If we say, on philosophical grounds, that a person has no quintessential nature that can be transformed in the new birth, this has ramifications for the doctrine of regeneration. But it also has just as many ramifications for our ability to object to sex change operations, and for the same reasons. If a man asks a surgeon to change him from a boy to a girl, what is being violated? There is no express scriptural prohibition of it. It offends middle class sensibilities, but I have been reading First Things long enough to have rejected the idol of middle class sensibilities. The apostle Paul would say that such a move was “against nature,” but Foucault, this strange fellow here in bed with us now, is whispering retorts at a furious pace. Nature? Nature?!

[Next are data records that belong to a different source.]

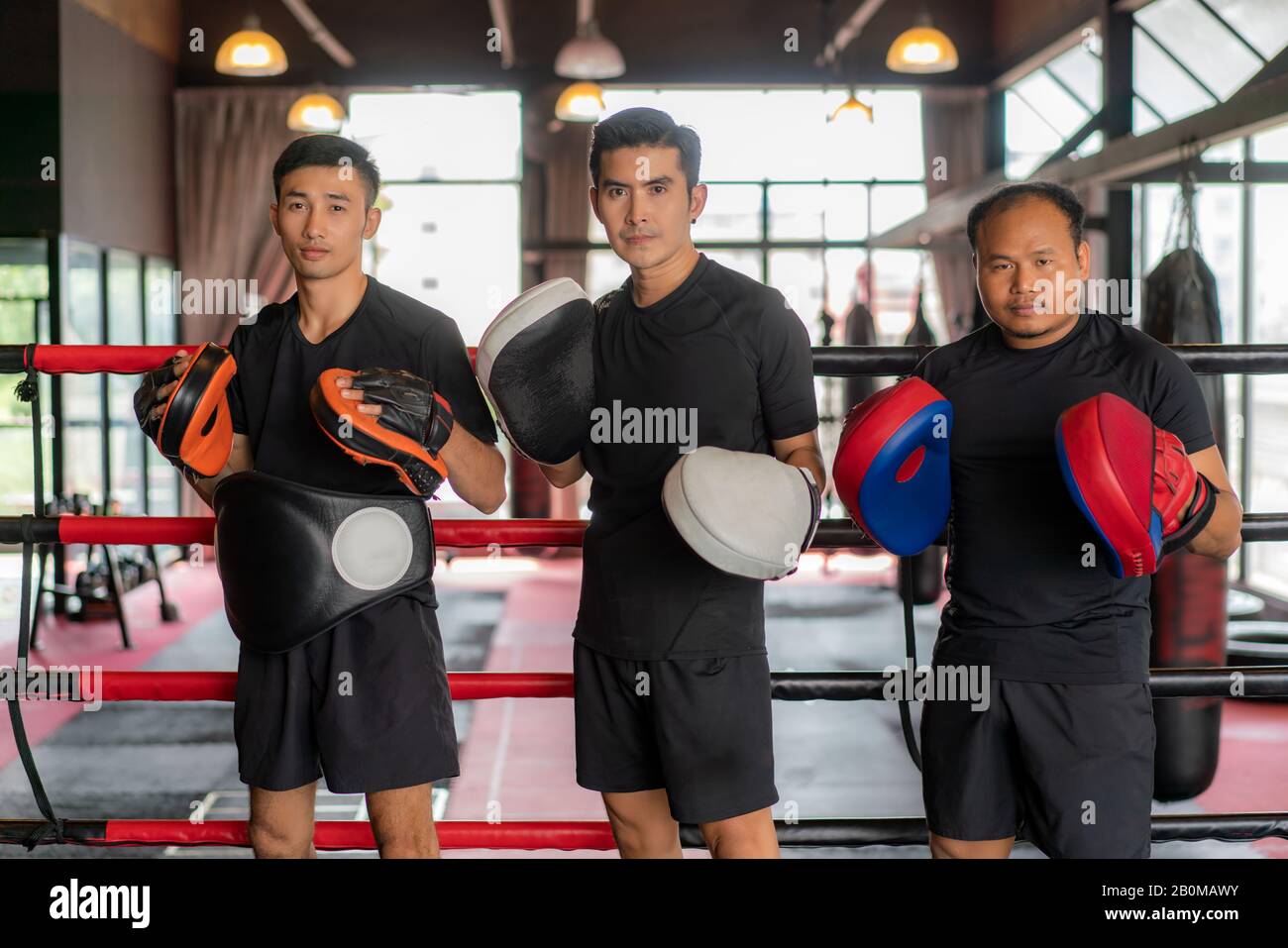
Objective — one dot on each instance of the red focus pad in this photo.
(892, 467)
(368, 441)
(1132, 481)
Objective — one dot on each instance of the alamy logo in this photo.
(73, 900)
(645, 427)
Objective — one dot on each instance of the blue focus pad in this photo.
(892, 466)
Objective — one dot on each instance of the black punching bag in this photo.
(1189, 592)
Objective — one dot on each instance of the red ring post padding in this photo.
(335, 835)
(222, 685)
(201, 530)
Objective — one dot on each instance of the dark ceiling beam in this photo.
(500, 11)
(849, 31)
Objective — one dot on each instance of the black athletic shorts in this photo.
(699, 728)
(1072, 764)
(366, 704)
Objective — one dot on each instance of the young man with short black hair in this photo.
(1065, 743)
(673, 694)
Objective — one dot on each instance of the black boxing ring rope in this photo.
(336, 835)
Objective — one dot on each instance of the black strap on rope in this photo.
(29, 390)
(910, 640)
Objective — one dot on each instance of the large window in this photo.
(82, 394)
(1253, 308)
(1190, 54)
(451, 168)
(24, 318)
(1267, 420)
(1186, 55)
(794, 197)
(1050, 104)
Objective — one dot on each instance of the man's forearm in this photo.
(1222, 537)
(810, 460)
(565, 474)
(476, 471)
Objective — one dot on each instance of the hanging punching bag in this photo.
(1189, 592)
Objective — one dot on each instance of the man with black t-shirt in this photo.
(673, 697)
(365, 703)
(1065, 742)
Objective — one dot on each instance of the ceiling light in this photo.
(581, 102)
(314, 112)
(922, 50)
(851, 106)
(589, 55)
(250, 52)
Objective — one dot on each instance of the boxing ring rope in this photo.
(570, 835)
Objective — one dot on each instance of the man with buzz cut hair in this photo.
(673, 693)
(364, 703)
(1060, 416)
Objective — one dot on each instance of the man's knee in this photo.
(279, 840)
(643, 831)
(408, 843)
(750, 836)
(945, 848)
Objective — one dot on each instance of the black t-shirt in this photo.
(1021, 599)
(277, 366)
(729, 355)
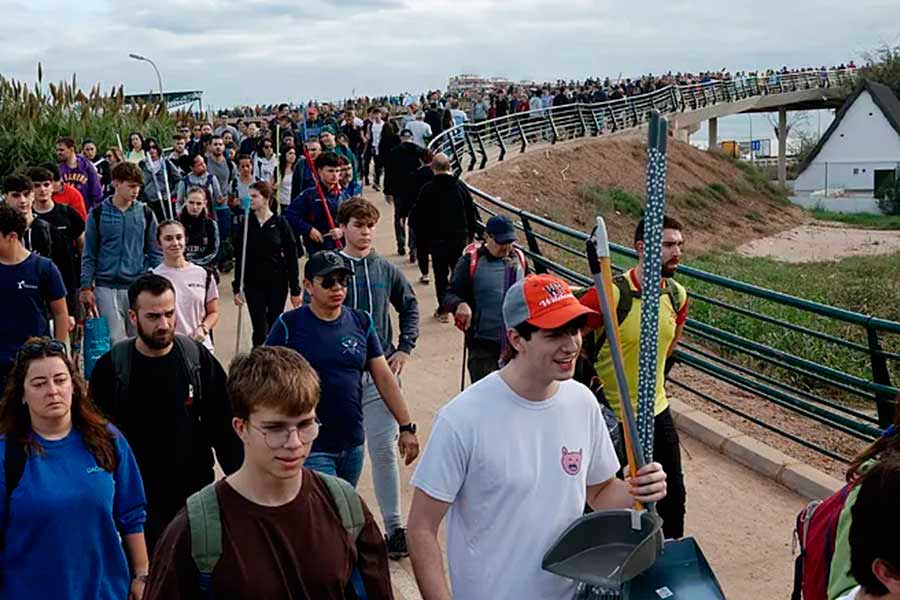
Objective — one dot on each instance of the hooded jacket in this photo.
(444, 210)
(201, 237)
(377, 282)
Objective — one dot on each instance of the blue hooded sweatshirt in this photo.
(122, 248)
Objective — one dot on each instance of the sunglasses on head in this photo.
(39, 348)
(330, 281)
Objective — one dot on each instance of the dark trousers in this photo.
(667, 452)
(264, 305)
(444, 254)
(483, 359)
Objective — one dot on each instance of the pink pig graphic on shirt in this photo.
(571, 461)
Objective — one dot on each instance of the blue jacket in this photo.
(306, 211)
(122, 248)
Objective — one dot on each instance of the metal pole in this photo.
(158, 76)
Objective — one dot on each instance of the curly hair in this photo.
(15, 420)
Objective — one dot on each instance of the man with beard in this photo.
(119, 245)
(672, 315)
(166, 392)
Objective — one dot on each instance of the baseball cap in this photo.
(501, 229)
(323, 263)
(545, 301)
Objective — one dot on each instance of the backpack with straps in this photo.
(585, 370)
(815, 533)
(205, 522)
(472, 252)
(188, 349)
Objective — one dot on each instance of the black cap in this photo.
(501, 229)
(324, 262)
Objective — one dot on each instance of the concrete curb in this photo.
(765, 460)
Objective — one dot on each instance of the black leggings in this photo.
(667, 452)
(265, 305)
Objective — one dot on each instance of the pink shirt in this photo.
(191, 296)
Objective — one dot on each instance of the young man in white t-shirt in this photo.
(515, 457)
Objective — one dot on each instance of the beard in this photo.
(157, 341)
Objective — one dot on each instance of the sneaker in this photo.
(396, 544)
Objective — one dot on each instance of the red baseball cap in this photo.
(545, 301)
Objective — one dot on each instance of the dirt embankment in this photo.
(722, 204)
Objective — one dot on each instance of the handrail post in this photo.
(582, 119)
(884, 403)
(470, 148)
(481, 148)
(522, 135)
(533, 245)
(552, 126)
(500, 142)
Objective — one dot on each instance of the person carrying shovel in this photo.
(514, 459)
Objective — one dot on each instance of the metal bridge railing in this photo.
(856, 406)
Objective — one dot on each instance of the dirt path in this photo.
(742, 521)
(814, 243)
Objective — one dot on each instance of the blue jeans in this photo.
(346, 464)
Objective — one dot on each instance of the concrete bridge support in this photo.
(782, 147)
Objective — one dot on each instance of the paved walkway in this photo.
(742, 520)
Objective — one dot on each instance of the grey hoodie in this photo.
(376, 283)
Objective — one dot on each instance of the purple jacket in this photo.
(83, 178)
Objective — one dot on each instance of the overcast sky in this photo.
(249, 51)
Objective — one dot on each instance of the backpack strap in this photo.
(347, 502)
(205, 522)
(190, 357)
(13, 468)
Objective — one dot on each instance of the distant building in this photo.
(860, 152)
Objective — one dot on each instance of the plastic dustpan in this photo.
(606, 548)
(681, 573)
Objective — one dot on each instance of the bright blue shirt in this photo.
(65, 518)
(338, 350)
(26, 288)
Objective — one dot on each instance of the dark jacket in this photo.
(444, 210)
(378, 283)
(39, 238)
(272, 252)
(402, 163)
(201, 237)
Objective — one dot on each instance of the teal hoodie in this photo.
(377, 282)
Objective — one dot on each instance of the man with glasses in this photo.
(341, 343)
(273, 510)
(166, 392)
(28, 285)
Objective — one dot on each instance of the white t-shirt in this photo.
(191, 296)
(516, 473)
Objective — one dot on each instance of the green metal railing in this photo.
(552, 247)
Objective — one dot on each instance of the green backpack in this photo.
(205, 522)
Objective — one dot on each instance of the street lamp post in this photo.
(158, 77)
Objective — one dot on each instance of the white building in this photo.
(860, 152)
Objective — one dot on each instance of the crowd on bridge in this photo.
(115, 459)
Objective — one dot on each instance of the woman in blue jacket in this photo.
(71, 498)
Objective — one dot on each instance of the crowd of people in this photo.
(122, 465)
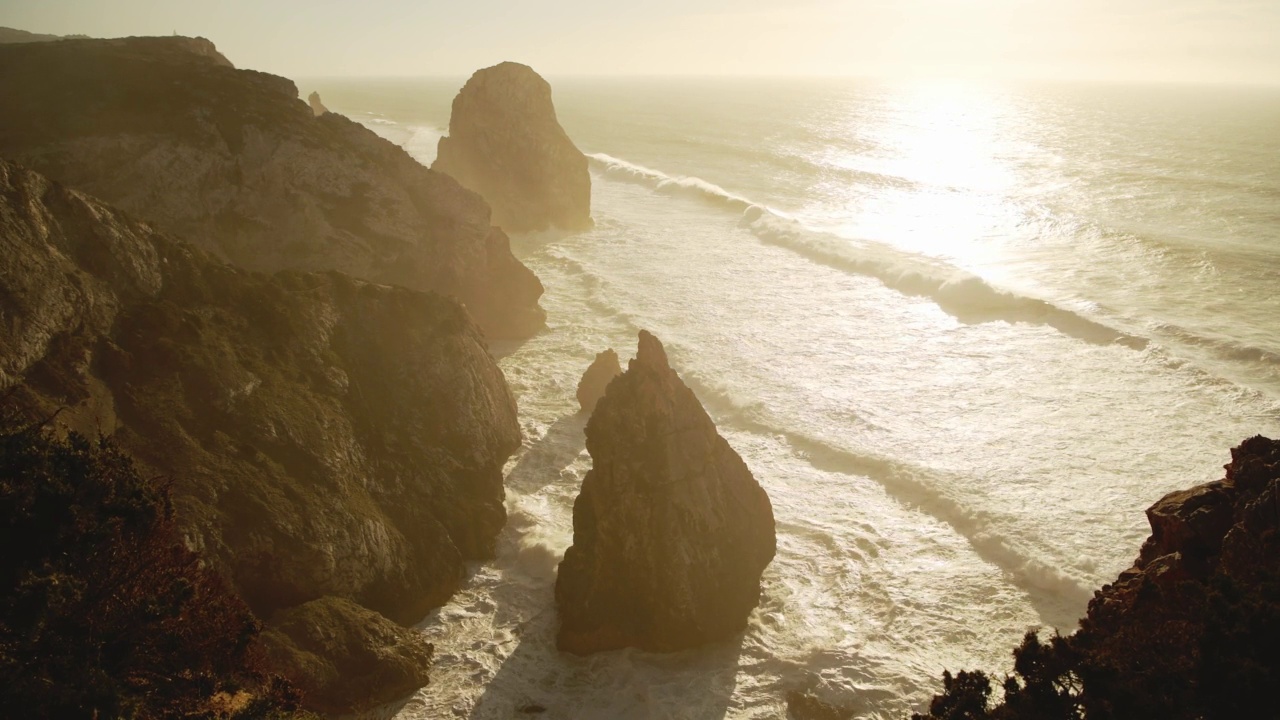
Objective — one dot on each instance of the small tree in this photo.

Yes, nature. God made the world in a particular way, and has provided us with a manual for understanding in the Bible. But I have assembled enough products that were shipped to me in a box to be able to tell how the good ones work. Say I am assembling a book case. Not only do I have the manual, but I also discover that the intelligent people at the factory have labeled and marked the various parts. That is what nature is like. The world goes together the way God intends for it to go together.
If you want to make sense of it all, then make this resolution. Reject every form untethered nominalism. Confess that Jesus is Lord outside your faith community. And embrace the grace contained within natural revelation. And don’t try to run any workshops on queer theory at Tea Party rallies.
Now there are good Christian people who, for various reasons, are dabbling with one or more of these three problem areas — unhinged nominalism, a retreat to commitment, and a suspicion of natural theology. I do not regard them as evil or wicked, but I do regard them as hopelessly outmaneuvered.